Accept:12     Submit:28

Time Limit:1000MS     Memory Limit:65536KB

Description

There are points given in a space. There are no three points, such that they lie on the same straight line. Each pair of points is connected by a segment coloured red or black. Each triangle, whose sides have the same colour is called a monochromatic triangle. We are given a list of all red segments and we want to find the number of all monochromatic triangles.

 

InputFormat

The first line is an integer T(1≤T≤20) indicating the case number.
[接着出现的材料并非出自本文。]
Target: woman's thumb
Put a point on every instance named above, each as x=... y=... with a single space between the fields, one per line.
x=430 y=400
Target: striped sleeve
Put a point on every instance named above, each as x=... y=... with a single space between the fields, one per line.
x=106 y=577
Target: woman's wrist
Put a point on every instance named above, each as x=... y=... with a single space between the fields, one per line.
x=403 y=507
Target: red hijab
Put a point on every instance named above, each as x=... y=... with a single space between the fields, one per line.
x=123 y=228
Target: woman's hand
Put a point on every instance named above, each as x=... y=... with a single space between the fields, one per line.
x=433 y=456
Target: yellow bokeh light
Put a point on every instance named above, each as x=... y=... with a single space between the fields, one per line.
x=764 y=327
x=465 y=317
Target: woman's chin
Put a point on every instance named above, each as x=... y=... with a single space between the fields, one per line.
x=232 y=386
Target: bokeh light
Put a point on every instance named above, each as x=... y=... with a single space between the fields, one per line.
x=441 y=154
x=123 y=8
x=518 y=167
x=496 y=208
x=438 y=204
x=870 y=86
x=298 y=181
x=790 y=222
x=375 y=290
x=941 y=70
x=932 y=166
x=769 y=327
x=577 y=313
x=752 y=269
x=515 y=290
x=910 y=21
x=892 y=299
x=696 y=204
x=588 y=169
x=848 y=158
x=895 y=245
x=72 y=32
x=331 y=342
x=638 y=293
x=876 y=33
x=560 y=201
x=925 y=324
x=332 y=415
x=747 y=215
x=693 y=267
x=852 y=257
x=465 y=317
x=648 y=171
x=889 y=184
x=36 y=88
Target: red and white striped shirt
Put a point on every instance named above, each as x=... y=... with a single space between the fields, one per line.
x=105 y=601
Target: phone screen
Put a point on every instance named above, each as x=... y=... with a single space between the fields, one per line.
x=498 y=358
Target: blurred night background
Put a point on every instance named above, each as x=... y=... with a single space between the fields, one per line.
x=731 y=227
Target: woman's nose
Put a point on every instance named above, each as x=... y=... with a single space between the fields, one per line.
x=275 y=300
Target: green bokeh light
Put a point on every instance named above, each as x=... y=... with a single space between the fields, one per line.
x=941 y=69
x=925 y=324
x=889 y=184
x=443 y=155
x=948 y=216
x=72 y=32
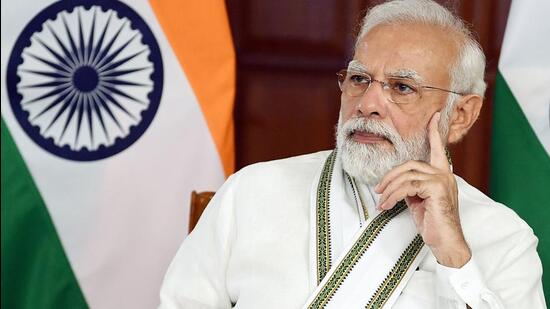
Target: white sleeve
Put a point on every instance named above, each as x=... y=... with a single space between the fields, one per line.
x=516 y=285
x=196 y=276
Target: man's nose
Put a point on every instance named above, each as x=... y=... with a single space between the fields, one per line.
x=373 y=103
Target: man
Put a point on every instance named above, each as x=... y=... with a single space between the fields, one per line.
x=381 y=221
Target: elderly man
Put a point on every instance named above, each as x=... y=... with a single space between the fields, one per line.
x=381 y=221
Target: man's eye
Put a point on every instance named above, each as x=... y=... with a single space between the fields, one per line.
x=358 y=79
x=403 y=88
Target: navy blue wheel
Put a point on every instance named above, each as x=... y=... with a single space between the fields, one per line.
x=85 y=78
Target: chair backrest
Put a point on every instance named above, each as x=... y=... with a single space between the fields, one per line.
x=199 y=201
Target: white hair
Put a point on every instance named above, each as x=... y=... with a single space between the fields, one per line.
x=467 y=74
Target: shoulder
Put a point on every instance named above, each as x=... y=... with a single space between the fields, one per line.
x=486 y=221
x=288 y=169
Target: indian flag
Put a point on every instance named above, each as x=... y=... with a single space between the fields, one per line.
x=112 y=113
x=520 y=162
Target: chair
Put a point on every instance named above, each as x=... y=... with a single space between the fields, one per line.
x=199 y=201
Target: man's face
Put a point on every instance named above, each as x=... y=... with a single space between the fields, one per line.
x=375 y=134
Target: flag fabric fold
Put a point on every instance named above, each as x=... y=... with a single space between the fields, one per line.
x=520 y=159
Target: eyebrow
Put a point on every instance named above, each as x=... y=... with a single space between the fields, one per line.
x=405 y=73
x=355 y=65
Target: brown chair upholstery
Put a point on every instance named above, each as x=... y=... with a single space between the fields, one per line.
x=199 y=200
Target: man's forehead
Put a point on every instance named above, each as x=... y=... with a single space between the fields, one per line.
x=356 y=65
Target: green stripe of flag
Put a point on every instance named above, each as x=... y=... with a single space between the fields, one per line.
x=35 y=270
x=520 y=170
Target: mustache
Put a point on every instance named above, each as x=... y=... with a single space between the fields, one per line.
x=371 y=126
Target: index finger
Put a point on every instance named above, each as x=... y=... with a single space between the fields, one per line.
x=438 y=159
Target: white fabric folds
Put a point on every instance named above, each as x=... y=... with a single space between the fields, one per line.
x=375 y=266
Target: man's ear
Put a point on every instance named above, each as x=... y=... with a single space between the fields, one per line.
x=464 y=116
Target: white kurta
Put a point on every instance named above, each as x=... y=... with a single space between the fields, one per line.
x=252 y=248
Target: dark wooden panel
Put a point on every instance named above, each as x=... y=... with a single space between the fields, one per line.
x=287 y=114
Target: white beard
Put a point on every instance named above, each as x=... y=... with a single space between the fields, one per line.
x=368 y=163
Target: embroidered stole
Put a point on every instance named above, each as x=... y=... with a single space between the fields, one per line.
x=374 y=267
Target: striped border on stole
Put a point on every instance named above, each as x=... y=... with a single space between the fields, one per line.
x=323 y=220
x=399 y=270
x=336 y=279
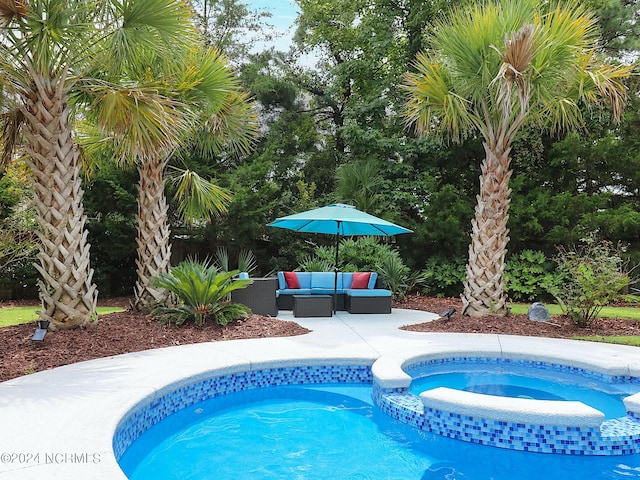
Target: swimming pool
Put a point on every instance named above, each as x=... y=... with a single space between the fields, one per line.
x=521 y=381
x=569 y=427
x=313 y=432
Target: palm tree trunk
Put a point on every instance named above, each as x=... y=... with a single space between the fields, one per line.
x=484 y=292
x=154 y=247
x=67 y=293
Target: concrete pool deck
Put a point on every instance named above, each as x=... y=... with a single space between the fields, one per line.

For each case,the first line is N(1≤N≤1000) indicating the number of points and M(1≤M≤1000000) indicating the number of red edges.

In each of the following M lines there are two integers x and y separated by a single space(1≤x,y≤N). They are numbers of vertices which are end points of a red segment.

 

OutputFormat

For each case output the number of monochromatic triangles(which all 3 edges are same color).

 

SampleInput

1

6 9

1 2

2 3

2 5

1 4

1 6

3 4

4 5

5 6

3 6

SampleOutput

2

第三场新生排位赛的C题，比赛时看题面就吓到了，但后来听学长讲过后，发现经过转换后是一道很简单的数学题。

给出n个点构成的一个完全图，图中的边有两种颜色，红色和黑色，求同色边构成的三角形有多少个。

首先我们知道图中三角形总数为C(n,3)

对于每一个点i，我们可以统计出由它连出去的红色边数red[i]和黑色变数n-1-red[i]，这样该点连出去的不同色三角形就是red[i]*(n-1-red[i])

将所有点连出去的不同色三角形数目1求和再除以2（因为每条边被计算了两次）就得到图中不同色三角形的总数。

三角形总数减去不同色三角形数就是同色三角形数

 

#include<iostream>
#include<cstdio>
#include<cstring>

using namespace std;

long red[1001];

int main()
{
    int t;
    long m,n;

    scanf("%d",&t);

    while(t--)
    {
        int a,b;
        long ans,total,dif=0;

        memset(red,0,sizeof(red));

        scanf("%ld %ld",&n,&m);
        total=n*(n-1)*(n-2)/6;

        for(int i=1;i<=m;i++)
        {
            scanf("%d %d",&a,&b);
            red[a]++;
            red[b]++;
        }

        for(int i=1;i<=n;i++)
            dif+=red[i]*(n-1-red[i]);
        ans=total-dif/2;

        printf("%ld\n",ans);
    }

    return 0;
}